Camille Saint-Saëns et Dieppe

Photo-42.jpgLe Maître Camille Saint-Saëns sur la plage de Dieppe. Musica, juin 1907. Bibliothèque Saint-Saëns. (Eff 1-4).

Le compositeur Camille Saint- Saëns (1835-1921) a des origines dieppoises par son père. Son lien avec Dieppe et notamment sa relation épistolaire avec son cousin Léon Letellier, bibliothécaire de la ville ont favorisé les dons successifs qu'il fait à la ville à partir de la fin des années 1880.

Camille Saint-Saëns est incontournable à Dieppe, une statue lui a été érigée en 1921, il a été célébré en 2008 par une exposition au Château-Musée sous l'expertise d'Yves Gérard, spécialiste international du compositeur.
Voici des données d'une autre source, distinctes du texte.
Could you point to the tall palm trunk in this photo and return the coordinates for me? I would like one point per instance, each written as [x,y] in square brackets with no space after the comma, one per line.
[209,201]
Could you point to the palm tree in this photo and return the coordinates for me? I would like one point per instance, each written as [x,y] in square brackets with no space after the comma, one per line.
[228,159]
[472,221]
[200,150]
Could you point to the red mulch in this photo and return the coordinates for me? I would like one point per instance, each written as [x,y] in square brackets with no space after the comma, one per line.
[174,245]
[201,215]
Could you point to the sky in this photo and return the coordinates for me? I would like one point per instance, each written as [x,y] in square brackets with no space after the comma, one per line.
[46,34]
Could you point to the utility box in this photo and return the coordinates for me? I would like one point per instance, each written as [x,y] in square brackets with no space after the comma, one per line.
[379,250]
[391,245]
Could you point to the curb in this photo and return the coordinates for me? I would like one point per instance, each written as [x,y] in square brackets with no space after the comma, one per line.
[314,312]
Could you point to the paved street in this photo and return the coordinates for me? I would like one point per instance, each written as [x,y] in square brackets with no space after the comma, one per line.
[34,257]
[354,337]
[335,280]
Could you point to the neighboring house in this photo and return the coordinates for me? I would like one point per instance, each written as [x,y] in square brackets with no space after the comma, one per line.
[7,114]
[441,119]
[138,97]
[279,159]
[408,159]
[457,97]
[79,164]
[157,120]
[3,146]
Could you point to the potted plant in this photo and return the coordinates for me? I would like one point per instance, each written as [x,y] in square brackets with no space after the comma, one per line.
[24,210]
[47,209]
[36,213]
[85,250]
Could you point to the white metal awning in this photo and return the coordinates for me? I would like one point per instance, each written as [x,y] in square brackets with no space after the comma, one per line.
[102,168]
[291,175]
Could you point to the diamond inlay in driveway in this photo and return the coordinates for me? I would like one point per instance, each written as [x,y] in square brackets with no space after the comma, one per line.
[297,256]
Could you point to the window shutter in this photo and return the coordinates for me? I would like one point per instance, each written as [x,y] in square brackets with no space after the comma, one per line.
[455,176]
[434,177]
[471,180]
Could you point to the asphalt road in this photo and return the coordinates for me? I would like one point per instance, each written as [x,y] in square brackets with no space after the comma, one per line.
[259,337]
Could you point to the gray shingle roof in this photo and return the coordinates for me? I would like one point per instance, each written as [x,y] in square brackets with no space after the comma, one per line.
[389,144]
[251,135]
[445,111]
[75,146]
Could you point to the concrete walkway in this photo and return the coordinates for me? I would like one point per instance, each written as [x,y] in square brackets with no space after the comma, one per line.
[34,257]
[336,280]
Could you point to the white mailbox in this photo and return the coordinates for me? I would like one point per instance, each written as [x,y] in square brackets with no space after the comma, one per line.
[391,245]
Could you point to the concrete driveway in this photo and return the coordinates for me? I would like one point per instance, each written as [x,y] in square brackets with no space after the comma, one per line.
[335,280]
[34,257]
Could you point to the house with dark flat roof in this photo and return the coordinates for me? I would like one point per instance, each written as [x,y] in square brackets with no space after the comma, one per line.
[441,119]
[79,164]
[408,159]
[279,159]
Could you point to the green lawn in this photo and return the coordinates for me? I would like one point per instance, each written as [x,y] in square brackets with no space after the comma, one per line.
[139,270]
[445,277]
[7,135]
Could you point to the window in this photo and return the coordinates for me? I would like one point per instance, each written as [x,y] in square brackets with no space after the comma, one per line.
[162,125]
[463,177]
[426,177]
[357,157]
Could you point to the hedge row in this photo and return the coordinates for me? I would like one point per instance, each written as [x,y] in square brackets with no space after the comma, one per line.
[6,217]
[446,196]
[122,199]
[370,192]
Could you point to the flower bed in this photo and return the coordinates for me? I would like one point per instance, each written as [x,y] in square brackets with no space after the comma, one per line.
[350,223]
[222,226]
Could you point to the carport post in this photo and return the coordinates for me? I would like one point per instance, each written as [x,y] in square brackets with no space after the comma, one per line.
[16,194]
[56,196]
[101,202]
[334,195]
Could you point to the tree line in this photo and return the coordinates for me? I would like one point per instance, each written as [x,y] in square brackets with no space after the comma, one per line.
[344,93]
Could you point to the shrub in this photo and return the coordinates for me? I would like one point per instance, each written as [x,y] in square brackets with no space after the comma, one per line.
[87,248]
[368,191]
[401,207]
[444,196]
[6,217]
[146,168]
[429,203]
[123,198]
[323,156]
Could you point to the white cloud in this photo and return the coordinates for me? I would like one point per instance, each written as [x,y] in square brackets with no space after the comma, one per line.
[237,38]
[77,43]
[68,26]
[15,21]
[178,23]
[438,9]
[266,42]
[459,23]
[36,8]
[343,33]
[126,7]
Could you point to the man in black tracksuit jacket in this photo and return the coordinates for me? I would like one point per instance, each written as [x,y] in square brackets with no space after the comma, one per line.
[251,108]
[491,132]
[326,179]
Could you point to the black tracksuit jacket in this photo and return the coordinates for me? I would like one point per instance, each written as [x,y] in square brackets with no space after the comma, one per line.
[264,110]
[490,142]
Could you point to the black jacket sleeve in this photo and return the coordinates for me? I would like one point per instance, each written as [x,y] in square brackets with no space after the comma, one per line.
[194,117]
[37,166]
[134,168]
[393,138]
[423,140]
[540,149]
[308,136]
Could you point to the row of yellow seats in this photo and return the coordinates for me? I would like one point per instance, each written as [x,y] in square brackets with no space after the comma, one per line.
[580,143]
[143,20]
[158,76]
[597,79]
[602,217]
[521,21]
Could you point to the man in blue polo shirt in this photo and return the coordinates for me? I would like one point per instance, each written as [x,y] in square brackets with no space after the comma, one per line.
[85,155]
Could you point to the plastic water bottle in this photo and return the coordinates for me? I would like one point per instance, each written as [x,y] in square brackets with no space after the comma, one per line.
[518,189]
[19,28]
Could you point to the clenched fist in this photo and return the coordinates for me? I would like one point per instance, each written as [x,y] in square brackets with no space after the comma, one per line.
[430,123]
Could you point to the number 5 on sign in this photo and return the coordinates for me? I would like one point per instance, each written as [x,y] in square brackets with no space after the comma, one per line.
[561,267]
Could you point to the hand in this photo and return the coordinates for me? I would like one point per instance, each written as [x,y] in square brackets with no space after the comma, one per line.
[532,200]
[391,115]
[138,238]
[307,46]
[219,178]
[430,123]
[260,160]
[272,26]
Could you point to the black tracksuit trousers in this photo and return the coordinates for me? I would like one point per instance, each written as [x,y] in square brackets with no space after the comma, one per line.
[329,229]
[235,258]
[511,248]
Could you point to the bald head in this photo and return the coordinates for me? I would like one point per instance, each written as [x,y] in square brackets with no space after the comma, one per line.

Dans la collection Catalogue des fonds musicaux anciens conservés en Haute-Normandie, sortira prochainement un volume consacré au fonds Saint-Saëns ( sous la direction de Johan Elart, maître de conférence et musicologue à l'université de Rouen), conservé à Dieppe. Jusqu'en 1923, bibliothèque et musée, ne faisant qu'un, les collections données par le compositeur n'ont pas immédiatement trouvé leur lieu de conservation idéal et approprié. Ainsi, diplômes et médailles étaient il y a peu, encore conservés à la bibliothèque, tandis que les partitions étaient localisées au Musée. Une répartition plus pertinente des collections a été rendue possible, avec l'aide de l'expertise du Comité Scientifique Camille Saint-Saëns

Les collections de la Médiathèque se répartissent en deux grands thèmes; la bibliothèque littéraire et la bibliothèque musicale du compositeur.

La bibliothèque littéraire (environ 600 volumes)

Son grand-oncle maternel (Masson) était libraire et par conséquent amateur de beaux livres. La bibliothèque personnelle de Saint-Saëns reflète cet héritage classique qui a nourri la formation humaniste de l'adolescent et a développé en lui le goût de la lecture et de l'écriture littéraire. Emile ou l'éducation de Rousseau est présent dans une édition de 1772, Corneille et Molière font également partie de sa bibliothèque dans des éditions du début du XIXe siècle, ainsi que Régnard ou Virgile. Goût classique dont il ne s'est jamais détourné, en témoignent ses chroniques comme Harmonie et Mélodie, Portraits et Souvenirs, Ecole Buissonière, et Au courant de la vie.

Ses lectures alimentent son inspiration musicale surtout quand il flirte avec les auteurs dramatiques. Saint-Saëns a 5 ans et demi quand il compose sa première mélodie en 1841, Le Soir, inspirée des Poésies inédites (1830) de Mme Desbordes-Valmore. C'est le début d'une relation fructueuse entre le livre et les compositions musicales pour le Maestro. On retrouve ainsi dans sa bibliothèque, La danse macabre et le Livre du néant d'Henri Cazalis, Les Pensées tristes d'Armand Renaud qui seront traduites musicalement par Saint-Saëns dans les Mélodies Persanes.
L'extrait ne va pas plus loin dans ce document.